Monday, July 22, 2013

Iceland by Food

At last, the grand vacation is over, as I am on a train hurdling towards Providence and scrapping together an article about Iceland for my job council's monthly newsletter.  I'm weighing the options as to what to write about, and none of them seem particularly interesting. Most of what remains of the trip lies in the Lululemon grocery bag of candy and cookies for coworkers and loads of pictures (in addition to the mounds of luggage in my possession today).  Let's be honest here, I've never been terribly good at being an efficient packer, but pictures of what I ate always made a compact souvenir.

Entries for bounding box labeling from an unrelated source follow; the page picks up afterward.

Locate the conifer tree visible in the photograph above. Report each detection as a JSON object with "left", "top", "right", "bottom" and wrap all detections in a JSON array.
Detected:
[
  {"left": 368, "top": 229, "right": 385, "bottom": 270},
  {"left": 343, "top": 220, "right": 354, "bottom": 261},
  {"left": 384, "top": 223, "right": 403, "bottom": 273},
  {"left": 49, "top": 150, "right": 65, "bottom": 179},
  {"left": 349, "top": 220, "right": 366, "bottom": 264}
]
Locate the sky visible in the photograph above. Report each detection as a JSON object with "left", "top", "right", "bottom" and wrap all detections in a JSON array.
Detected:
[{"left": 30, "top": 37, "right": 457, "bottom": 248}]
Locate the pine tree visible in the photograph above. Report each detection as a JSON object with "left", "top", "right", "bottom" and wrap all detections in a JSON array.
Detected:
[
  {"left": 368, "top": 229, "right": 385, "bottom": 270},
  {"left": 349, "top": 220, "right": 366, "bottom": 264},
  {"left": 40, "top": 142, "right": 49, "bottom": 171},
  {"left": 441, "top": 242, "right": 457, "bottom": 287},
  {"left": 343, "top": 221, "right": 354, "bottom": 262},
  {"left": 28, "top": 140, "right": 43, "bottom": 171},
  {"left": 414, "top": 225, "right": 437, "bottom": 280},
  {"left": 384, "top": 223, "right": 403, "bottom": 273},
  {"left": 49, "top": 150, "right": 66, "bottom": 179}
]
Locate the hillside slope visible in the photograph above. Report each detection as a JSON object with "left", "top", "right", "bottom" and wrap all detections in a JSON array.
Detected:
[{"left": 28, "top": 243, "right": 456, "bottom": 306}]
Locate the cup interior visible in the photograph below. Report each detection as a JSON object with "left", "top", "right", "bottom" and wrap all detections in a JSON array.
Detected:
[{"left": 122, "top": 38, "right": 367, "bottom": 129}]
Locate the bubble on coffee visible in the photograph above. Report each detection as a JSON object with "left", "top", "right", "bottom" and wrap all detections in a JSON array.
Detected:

Here's what I can deduce about the culinary scene in Iceland in so few words:  seafood, soup, Skyr, and super expensive.  Early on in the trip, Kalie and I learned the hard way that eating cheaply in Iceland was nearly impossible.  The average "decent" meal went for over 2500+ krona at least (about $20).  After gutting out loads of cash on a car and a hotel, it made it a little harder.  The bright side?  When you're cold and hungry, you get satisfied easily by soup and sandwiches, and then when you finally get sick of that, you spoil yourself regardless.
The cost efficient comprised of delicious lamb soups in Gullfoss' park cafeteria, which served all-you-can-eat soup and bread for about $15, to a beautiful egg sandwich at a gas station outside of Skaftafell National Park.  For breakfast, we dined on Trader Joe's/Whole Foods granola bars from home, and along with the national food of Iceland, Skyr, a yogurt.
When we did spoil ourselves, we had whale kabobs and lobster soup at a shack in Reykjavik called the Sea Baron.  My personal food-related highlight had to be the Belgian waffles with rhubarb jam, chocolate and whipped cream with a latte at Tíu Dropar.  Assuredly, I will continue having dreams of that meal for the rest of my life.